To retain or not to retain, that is the question.

We have a Dean of Students, Dan C., who handles discipline in G-Town. He and I had an interesting discussion this morning about retention. It’s not the first time we’ve had this discussion and it’s generally the same every time.

About two years ago, a considerable number of students were retained in the middle school because they failed multiple subjects. Dan’s point of view is that this consequence for lack of effort and achievement sends a powerful message to these students and to others who may be barely passing. My point of view is that it primarily increases the chances that the retained students will drop out. Dan argues that we can’t measure what effect it has on the students on the borderline and also that those retained students would likely have dropped out anyway.

My argument about the preponderance of research indicating the negative consequences does not convince Dan that retention is a poor choice. The National Association of School Psychologists cite the following in a position paper on retention:

Research examining the overall effects of 19 empirical studies conducted during the 1990s compared outcomes for students who were retained and matched comparison students who were promoted. Results indicate that grade retention had a negative impact on all areas of achievement (reading, math and language) and socio-emotional adjustment (peer relationships, self esteem, problem behaviors, and attendance).

Again, Dan argues that this does not measure what impact retention may have on those students in danger of being retained, or who are barely passing. This position paper by the NASP is sufficient evidence for me that retained students are in more serious danger of dropping out based on retention alone. Do we sacrifice the retained students in order to teach the rest of the student population a lesson?

I’m not arguing for social promotion. Here’s where Dan and I agree. If we are saying students aren’t adequately prepared for ninth grade, what are we going to do differently? Just repeating the same thing they already failed at is not likely to help. We need a bridge year or semester or something. And when do we examine the underlying reasons the students are failing? I am hard pressed to believe that it’s just because they refuse to do the work and we need to teach them a lesson, a work ethic. I just don’t believe that children choose to fail, rarely, if ever. Where then is our responsibility to go back and evaluate our curriculum and instruction? Our remedial programs? Our early identification of students who need additional support?
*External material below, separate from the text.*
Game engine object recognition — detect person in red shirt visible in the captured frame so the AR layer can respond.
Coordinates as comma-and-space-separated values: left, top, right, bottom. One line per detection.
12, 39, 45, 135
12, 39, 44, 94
And still I have students entering 9th grade this year at 15 or 16 years of age. I’m not talking about one or two kids.  How will I possibly motivate them to stick around until they are 19 or 20 years old for a diploma? I would consider an accelerated program in high school to get them through in three years, as Dan wisely suggests, but they most likely require AIS and remediation and extra time, not less time.

I come back to the responsibility of instruction and programs that is mine as the principal and is detailed in this report by reading specialist Debra Johnson.

Meaningful Learning

Skilled teachers intensify learning by providing authentic instruction and meaningful assignments while holding high expectations for all students. Such assignments deal with the significant concepts of a discipline, incorporate higher-order thinking skills, are connected to the “real world,” and allow substantial time for discussion and idea sharing among students (Peterson, 1995). Furthermore, teachers can employ several learning models to create active learning environments that reflect a shift in the relationships among teachers, students, and knowledge. In these environments, students work together to frame their own questions and investigate them. Active environments require collaboration and communication, and encourage more analysis, synthesis, and evaluation of information than do traditional classrooms (North Central Regional Educational Laboratory, 2000). Active learning environments require students to take responsibility for their own learning and develop strategies for learning (Costello, 1996). Instruction in active environments emphasizes depth of learning rather than breadth of learning (Peterson, 1995).

Is this the kind of learning our retainees experienced? Did we do enough? Did they get the best instruction and intervention along the way? Did we teach them to read for comprehension? Did we involve the necessary support personnel? Did we form relationships with the students and their families? Can we ever do enough? I guess when our graduation rate is in the 95%-100% range instead of only 79%, then perhaps I’ll be satisfied. The problem for me is that they’re not statistics, they’re kids who I know, and I also know they’re much better off entering the world with a diploma.